TMB: The implementation

The principles of the Text Message Bus bus are described in the main TMB article. Do read that article first.

A brief summary of components.

class MessageBusSocket A single object handling socket-level networking and the main event loop.
namespace MessageBus Handling some of the logic of the message bus.
class AgentSocket Socket-level networking for a connection to a client.
class Agent The logic for processing incoming message from a client.
class Matcher Specifies a subscription by matching to category.
class MatcherUsingRegexp Specialization for regular expressions.
class MatcherUsingText Specialization for plain text.
class SubscriptionList A Matcher (to specify a subscription) and a list of subscribers.
class EventLoopSocket Base class of MessageBusSocket and AgentSocket.
common.{h,cc} Various common declarations and definitions.
main.cc A short main program.

class MessageBusSocket — A single object that listens for incoming TCP connection request and creates instances of AgentSocket. This class knows nothing about the logic of the message bus. It only handles networking. Keeps a list (std::vector<EventLoopSocket *>) of all open sockets, including itself. The largest part is the method event_loop(), called once by the main program. When event_loop() returns, the main program terminates.

class AgentSocket — Reads from a socket connected to a client. Incoming data is split into lines that are passed to an Agent. An AgentSocket and an Agent always come i a pair. Again, this class knows nothing about the logic of the message bus. It only handles networking and splitting into lines.

class Agent — Derived from AgentSocket. There is one Agent for each client. All incoming messages are passed to an Agent. If the message is a broadcast message, then it is passed on to MessageBus, described below. Otherwise, the message is a command message and handled by the Agent itself.

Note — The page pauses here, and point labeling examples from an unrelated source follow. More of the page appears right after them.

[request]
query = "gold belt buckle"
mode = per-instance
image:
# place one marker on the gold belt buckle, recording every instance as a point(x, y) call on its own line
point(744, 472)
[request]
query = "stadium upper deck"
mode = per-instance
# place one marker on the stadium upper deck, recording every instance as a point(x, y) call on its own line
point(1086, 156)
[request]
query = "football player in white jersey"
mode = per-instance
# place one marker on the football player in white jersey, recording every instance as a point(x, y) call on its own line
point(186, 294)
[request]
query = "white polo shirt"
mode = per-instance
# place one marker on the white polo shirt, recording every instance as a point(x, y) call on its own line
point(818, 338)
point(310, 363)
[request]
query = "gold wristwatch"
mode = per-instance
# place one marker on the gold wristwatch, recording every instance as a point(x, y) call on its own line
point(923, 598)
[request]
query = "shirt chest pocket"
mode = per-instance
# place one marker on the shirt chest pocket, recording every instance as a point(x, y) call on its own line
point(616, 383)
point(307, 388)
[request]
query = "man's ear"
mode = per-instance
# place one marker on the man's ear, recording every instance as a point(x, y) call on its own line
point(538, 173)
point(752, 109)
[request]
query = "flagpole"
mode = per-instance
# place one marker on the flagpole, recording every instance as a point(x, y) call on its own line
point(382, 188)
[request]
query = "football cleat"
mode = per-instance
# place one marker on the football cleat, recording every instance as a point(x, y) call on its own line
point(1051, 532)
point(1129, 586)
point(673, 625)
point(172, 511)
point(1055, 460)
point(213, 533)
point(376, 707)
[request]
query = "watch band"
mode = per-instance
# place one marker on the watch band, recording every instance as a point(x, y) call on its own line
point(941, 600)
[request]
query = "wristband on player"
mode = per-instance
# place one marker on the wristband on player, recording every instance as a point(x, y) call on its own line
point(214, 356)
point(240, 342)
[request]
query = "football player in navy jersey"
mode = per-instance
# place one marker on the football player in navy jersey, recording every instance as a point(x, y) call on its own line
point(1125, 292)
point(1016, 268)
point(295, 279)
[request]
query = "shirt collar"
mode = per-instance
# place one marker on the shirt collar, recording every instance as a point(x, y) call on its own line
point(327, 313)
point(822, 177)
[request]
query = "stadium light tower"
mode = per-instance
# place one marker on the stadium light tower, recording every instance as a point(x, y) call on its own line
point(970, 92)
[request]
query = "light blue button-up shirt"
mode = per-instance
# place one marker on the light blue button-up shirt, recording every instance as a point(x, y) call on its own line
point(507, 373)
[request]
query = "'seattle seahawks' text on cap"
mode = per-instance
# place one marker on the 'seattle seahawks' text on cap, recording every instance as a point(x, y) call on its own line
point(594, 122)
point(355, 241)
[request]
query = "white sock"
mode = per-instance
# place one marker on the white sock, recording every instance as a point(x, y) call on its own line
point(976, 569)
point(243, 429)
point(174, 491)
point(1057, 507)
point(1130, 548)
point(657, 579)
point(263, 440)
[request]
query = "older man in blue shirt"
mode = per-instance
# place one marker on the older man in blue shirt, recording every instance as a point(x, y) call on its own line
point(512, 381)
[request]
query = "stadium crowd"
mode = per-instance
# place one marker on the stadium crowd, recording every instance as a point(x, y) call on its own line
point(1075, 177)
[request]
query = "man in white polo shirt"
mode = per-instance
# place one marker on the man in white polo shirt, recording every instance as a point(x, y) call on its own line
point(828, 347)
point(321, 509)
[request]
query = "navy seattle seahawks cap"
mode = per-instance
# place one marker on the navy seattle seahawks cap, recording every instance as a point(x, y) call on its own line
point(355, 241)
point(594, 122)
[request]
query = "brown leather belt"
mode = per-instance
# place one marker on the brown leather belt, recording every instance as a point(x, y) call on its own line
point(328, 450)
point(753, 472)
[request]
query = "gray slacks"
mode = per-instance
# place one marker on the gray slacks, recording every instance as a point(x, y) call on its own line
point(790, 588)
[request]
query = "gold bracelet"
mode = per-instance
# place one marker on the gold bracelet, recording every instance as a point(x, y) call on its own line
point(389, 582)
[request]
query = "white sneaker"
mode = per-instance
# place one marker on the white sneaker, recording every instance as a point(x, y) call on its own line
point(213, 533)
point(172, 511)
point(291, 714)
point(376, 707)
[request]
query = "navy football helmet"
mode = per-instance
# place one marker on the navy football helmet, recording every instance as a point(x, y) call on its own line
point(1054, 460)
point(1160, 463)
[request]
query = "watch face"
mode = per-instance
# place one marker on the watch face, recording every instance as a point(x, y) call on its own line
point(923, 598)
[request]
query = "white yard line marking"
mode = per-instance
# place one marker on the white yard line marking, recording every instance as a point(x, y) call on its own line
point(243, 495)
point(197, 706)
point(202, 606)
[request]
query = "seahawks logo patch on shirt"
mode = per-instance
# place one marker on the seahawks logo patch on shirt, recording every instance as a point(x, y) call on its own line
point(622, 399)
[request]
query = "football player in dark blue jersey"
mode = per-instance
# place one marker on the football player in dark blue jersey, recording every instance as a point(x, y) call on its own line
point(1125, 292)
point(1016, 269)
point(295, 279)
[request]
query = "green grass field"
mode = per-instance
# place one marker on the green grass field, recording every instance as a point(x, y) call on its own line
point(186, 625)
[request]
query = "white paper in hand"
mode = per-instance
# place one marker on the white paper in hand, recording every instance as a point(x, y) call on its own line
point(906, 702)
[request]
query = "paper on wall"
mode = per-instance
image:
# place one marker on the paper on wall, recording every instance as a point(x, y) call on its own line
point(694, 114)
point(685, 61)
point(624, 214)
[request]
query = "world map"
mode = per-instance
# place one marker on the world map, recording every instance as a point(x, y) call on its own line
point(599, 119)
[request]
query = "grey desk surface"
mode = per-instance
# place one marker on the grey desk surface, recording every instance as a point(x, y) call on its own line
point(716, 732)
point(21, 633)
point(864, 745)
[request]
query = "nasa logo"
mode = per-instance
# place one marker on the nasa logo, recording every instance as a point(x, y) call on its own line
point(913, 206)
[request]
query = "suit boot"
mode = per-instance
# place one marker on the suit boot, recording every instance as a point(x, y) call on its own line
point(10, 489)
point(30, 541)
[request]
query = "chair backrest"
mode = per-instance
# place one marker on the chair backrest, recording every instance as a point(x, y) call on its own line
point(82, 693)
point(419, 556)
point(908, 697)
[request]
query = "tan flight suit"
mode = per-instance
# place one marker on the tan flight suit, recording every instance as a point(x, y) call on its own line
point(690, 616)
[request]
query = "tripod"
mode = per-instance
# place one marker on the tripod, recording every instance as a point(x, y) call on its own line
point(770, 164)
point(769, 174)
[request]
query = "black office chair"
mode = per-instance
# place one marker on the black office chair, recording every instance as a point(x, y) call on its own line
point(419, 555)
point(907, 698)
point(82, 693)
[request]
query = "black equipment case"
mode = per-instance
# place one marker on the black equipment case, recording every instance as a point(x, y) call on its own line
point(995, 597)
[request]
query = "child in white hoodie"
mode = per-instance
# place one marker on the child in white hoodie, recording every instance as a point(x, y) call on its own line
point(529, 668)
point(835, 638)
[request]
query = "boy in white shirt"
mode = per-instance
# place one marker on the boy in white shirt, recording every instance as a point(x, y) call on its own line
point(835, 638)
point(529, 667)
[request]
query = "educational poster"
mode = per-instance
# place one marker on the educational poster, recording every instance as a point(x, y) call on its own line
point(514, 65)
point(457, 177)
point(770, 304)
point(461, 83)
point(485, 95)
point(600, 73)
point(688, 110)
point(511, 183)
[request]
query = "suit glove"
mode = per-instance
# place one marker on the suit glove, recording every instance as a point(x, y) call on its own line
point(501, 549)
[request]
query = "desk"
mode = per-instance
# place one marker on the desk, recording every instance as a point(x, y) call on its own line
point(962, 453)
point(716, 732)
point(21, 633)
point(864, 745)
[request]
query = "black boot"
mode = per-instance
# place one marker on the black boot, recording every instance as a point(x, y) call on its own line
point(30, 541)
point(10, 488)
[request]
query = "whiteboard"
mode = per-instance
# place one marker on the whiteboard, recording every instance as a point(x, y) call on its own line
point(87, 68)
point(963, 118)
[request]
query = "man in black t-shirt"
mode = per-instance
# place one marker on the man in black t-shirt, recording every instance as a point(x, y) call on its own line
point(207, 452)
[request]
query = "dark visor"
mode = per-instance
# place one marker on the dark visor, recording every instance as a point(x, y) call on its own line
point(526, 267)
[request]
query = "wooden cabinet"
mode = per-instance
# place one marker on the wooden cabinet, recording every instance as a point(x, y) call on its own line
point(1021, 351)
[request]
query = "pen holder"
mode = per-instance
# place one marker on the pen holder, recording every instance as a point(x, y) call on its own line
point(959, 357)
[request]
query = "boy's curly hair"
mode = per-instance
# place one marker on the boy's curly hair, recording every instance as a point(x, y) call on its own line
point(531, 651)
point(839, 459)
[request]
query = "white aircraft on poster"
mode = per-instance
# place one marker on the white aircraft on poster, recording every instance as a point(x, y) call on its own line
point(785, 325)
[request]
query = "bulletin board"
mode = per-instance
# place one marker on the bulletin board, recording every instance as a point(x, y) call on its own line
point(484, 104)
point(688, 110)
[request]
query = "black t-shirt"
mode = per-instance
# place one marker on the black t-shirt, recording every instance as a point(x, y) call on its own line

namespace MessageBus — This namespace has a single member function, broadcast(), which calls SubscriptionList::broadcast() to do the actual matching and broadcasting.

class MatcherMatcher is the mechanism for matching subscriptions to broadcast messages. Incoming broadcast messages are matched to subscription lists by matching the broadcast message’s category against the list’s matcher. Matcher is both an abstract base class for specific matchers (MatcherUsingText and MatcherUsingRegexp) and a factory for producing matchers from subscribe commands.

class SubscriptionList — Holds a Matcher and a list of subscribers (class Agent). Also holds a set containing all SubscriptionList:s. Static member function broadcast(message) handles broadcasting to all subscribers of all SubscriptionList:s. When a SubscriptionList no longer has any subscribers, it is deleted.

class MatcherUsingRegexp — A concrete implementation of Matcher for regular expression. Uses PCRE, the Perl-Compatible Regular Expressions library.

class MatcherUsingText — A concrete implementation of Matcher for matching plain text, using strstr et al.

class EventLoopSocket — Base class of MessageBusSocket and AgentSocket, for uniform handling in the event loop.

common.h — Various type definitions and function declarations. Forward declarations of all classes. Included first in all implementation (.cc) files.

Execution flow

Starting

Before main() is called:
    register MatcherUsingRegexp::factory() as a Matcher factory (explained later)
    register MatcherUsingText::factory() as a Matcher factory
In main():
    register handler for SIGINT. The handler sets a flag that will terminate the event loop.
    use signal(..., SIG_IGN) to ignore all ignorable signals
    create an instance of MessageBusSocket
       create the listening socket on port 4711 on all interfaces
       add the instance (of MessageBusSocket) to MessageBusSocket::sockets[]
    pass control to the event loop, MessageBusSocket::event_loop()

The event loop

sockets[] contain pointers to all open sockets. First element, sockets[0], is a pointer to the single instance of MessageBusSocket. Remaining elements, if any, are pointers to AgentSocket:s.

while not exit-loop
   reclaim unused entries in sockets[]
   from sockets[] build array of struct pollfd pointers
   call poll(2)
   for each socket that has data available
      call EventLoopSocket::on_pollin()
      if on_pollin() returns true
         delete corresponding EventLoopSocket
         mark entry in sockets[] as unused

Execution flow for incoming connections

the event loop calls MessageBusSocket::on_pollin()
   accept connection using accept(2)
   create a new Agent, and add it to sockets[]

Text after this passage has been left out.